Wild Rocket Foods, a British produce supplier that was set to build a 208,000-square-foot distribution center in the Meridian Business Park just south of Riverside, said this week that the firm would be looking for another location in Riverside County for its first foray into the U.S.
The firm, which still plans to hire up to 350 people to produce packaged salads and other produce for British grocery retailer Tesco, estimates that it will save $5.6 million by finding another location.
Tesco, one of the largest grocery chains in the UK, announced plans last year to venture into the American market, starting with dozens of stores in the Southwest. They are currently building an 800,000-square-feet distribution center at Meridian.
Wild Rocket was one of two British firms planning to move into the 1,000-acre Meridian development to support Tesco.
The firm was already facing more than $1.5 to open a temporary facility while it awaited the construction of the Meridian facility. The final blow came last week when Wild Rocket learned they would be facing $4 million more than expected in wastewater disposals at the Meridian site.

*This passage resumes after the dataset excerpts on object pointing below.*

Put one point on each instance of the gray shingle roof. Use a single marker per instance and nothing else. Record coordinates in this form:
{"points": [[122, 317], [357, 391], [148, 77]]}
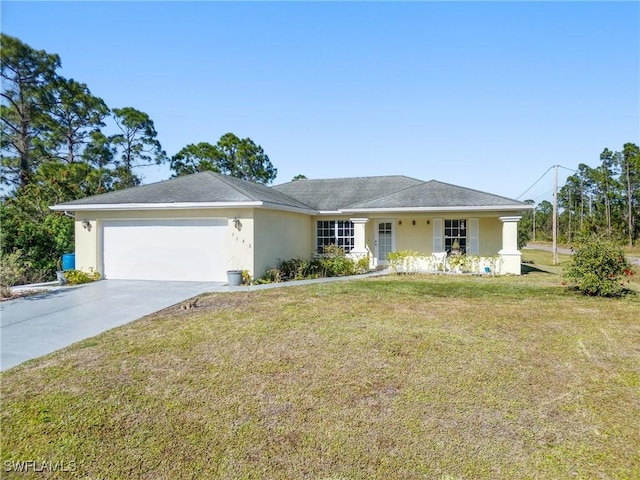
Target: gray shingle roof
{"points": [[434, 194], [346, 194], [203, 187], [388, 192], [338, 193]]}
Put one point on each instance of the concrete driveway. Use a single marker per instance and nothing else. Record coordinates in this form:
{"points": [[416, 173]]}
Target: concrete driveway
{"points": [[39, 324]]}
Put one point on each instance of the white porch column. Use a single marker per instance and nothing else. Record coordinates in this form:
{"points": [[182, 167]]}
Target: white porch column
{"points": [[359, 241], [509, 254]]}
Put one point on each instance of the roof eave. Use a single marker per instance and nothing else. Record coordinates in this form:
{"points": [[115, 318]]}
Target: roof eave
{"points": [[178, 206], [152, 206], [490, 208]]}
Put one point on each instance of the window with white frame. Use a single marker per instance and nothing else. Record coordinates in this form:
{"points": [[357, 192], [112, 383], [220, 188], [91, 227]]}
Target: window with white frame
{"points": [[455, 231], [336, 232]]}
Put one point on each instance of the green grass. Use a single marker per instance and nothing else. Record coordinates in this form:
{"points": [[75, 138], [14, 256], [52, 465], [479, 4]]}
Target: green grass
{"points": [[403, 377]]}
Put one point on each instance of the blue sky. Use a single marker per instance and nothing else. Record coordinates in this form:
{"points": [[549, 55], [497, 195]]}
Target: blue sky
{"points": [[486, 95]]}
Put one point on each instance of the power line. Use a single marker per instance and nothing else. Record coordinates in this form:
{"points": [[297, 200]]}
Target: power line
{"points": [[536, 182]]}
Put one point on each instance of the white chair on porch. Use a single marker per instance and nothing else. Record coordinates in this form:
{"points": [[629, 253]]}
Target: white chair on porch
{"points": [[440, 261]]}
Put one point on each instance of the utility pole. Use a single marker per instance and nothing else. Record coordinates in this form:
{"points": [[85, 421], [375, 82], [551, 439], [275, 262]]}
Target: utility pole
{"points": [[555, 217]]}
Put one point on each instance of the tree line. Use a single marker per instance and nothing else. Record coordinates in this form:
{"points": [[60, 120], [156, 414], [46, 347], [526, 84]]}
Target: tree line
{"points": [[59, 142], [602, 200]]}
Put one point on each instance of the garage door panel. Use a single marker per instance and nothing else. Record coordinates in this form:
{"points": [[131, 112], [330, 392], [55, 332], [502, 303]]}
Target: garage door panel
{"points": [[189, 250]]}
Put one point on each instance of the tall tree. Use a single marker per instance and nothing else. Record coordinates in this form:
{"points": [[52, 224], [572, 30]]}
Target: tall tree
{"points": [[607, 182], [196, 158], [233, 156], [75, 117], [26, 98], [137, 144], [630, 179]]}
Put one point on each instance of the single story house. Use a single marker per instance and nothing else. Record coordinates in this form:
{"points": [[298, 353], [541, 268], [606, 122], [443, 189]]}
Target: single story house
{"points": [[198, 226]]}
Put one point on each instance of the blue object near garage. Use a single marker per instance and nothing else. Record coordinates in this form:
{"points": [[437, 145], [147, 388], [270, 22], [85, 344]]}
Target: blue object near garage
{"points": [[68, 261]]}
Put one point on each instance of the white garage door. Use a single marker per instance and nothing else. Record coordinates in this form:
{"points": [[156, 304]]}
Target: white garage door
{"points": [[189, 250]]}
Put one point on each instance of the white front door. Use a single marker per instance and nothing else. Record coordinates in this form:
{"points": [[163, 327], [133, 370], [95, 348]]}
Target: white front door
{"points": [[385, 240]]}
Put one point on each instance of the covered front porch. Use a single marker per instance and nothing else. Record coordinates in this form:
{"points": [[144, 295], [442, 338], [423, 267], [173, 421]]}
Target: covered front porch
{"points": [[455, 243]]}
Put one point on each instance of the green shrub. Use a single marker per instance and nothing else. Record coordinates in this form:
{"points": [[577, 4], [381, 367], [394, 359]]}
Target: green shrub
{"points": [[404, 261], [77, 277], [12, 272], [598, 268], [334, 262]]}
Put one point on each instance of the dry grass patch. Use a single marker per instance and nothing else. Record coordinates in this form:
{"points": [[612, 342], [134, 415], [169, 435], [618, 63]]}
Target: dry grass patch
{"points": [[394, 377]]}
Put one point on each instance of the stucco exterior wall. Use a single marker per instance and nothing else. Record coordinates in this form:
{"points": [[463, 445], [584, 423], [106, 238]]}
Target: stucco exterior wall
{"points": [[239, 243], [490, 236], [280, 236], [418, 237], [87, 247]]}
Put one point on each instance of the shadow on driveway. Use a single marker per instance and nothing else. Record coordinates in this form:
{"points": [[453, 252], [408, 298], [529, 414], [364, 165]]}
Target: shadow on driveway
{"points": [[42, 323]]}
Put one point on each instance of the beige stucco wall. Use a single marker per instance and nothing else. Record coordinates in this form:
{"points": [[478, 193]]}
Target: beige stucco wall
{"points": [[490, 236], [240, 245], [86, 245], [281, 236]]}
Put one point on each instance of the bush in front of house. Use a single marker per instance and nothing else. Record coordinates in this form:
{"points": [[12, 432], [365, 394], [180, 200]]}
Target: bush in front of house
{"points": [[77, 277], [333, 262], [598, 268]]}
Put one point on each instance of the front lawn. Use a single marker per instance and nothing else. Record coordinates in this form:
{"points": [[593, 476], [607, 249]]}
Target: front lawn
{"points": [[397, 377]]}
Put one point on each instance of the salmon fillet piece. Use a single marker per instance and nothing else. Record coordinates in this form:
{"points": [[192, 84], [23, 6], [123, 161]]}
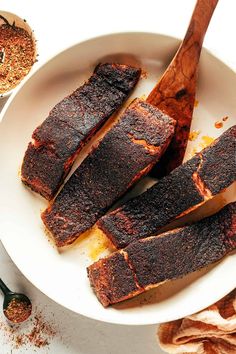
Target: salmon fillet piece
{"points": [[127, 152], [183, 190], [71, 123], [149, 262]]}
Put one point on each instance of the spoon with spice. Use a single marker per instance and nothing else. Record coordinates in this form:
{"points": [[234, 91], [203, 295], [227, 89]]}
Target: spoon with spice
{"points": [[17, 51], [16, 307]]}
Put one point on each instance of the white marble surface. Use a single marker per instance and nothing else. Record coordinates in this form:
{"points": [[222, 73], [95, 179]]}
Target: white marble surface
{"points": [[58, 25]]}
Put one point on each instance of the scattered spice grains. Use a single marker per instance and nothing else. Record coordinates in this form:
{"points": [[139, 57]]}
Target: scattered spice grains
{"points": [[193, 135], [37, 333], [18, 311], [17, 55], [219, 124]]}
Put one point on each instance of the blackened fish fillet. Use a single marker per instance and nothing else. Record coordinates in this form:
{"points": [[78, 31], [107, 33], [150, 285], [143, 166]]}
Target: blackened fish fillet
{"points": [[188, 186], [149, 262], [72, 122], [129, 149]]}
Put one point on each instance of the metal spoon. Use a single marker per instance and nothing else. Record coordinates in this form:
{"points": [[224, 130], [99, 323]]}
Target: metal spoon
{"points": [[19, 302]]}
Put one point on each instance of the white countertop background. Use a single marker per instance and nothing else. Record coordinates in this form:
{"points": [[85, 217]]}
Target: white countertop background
{"points": [[57, 25]]}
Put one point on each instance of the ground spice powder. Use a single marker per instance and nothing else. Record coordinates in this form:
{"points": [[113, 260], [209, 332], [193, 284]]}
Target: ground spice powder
{"points": [[18, 311], [38, 333], [17, 55]]}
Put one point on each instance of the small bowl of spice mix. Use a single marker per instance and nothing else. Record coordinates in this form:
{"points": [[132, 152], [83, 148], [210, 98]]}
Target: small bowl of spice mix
{"points": [[17, 51]]}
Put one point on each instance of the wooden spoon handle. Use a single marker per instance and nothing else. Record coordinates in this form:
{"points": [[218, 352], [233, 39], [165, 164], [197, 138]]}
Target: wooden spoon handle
{"points": [[175, 92]]}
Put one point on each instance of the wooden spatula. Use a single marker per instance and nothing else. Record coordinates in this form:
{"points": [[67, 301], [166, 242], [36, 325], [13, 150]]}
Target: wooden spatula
{"points": [[174, 94]]}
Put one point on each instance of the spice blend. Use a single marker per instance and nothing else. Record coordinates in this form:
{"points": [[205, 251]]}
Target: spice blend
{"points": [[37, 333], [18, 311], [17, 55]]}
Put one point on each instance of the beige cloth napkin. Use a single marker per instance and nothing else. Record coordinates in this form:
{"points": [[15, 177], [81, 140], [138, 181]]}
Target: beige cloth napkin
{"points": [[211, 331]]}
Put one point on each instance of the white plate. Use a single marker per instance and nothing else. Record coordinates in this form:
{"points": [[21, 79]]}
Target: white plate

At a cost of $16.20 per gallon per day, the produce company would have had to pay $3.1 million this year based on the amount of water it planned to use, Jeff Sims, assistant general manager for the Western Municipal Water District told the Riverside Press-Enterprise.
“I do believe it was a surprise for them,” Sims said. By 2011, Wild Rocket would have been paying $4.8 million, he added.
The second Tesco related firm, 2 Sisters Food Group, is still moving forward, according to business park records.
The March Joint Powers Authority, set up to handle reuse plans for the former air base, oversees development at the Meridian Business Park.
A community group called Health First has sued all three British companies and the authority, claiming environmental and traffic congestion impacts were overlooked in the developments.
Wild Rocket told the Press-Enterprise that the decision to move had nothing to do with the lawsuit.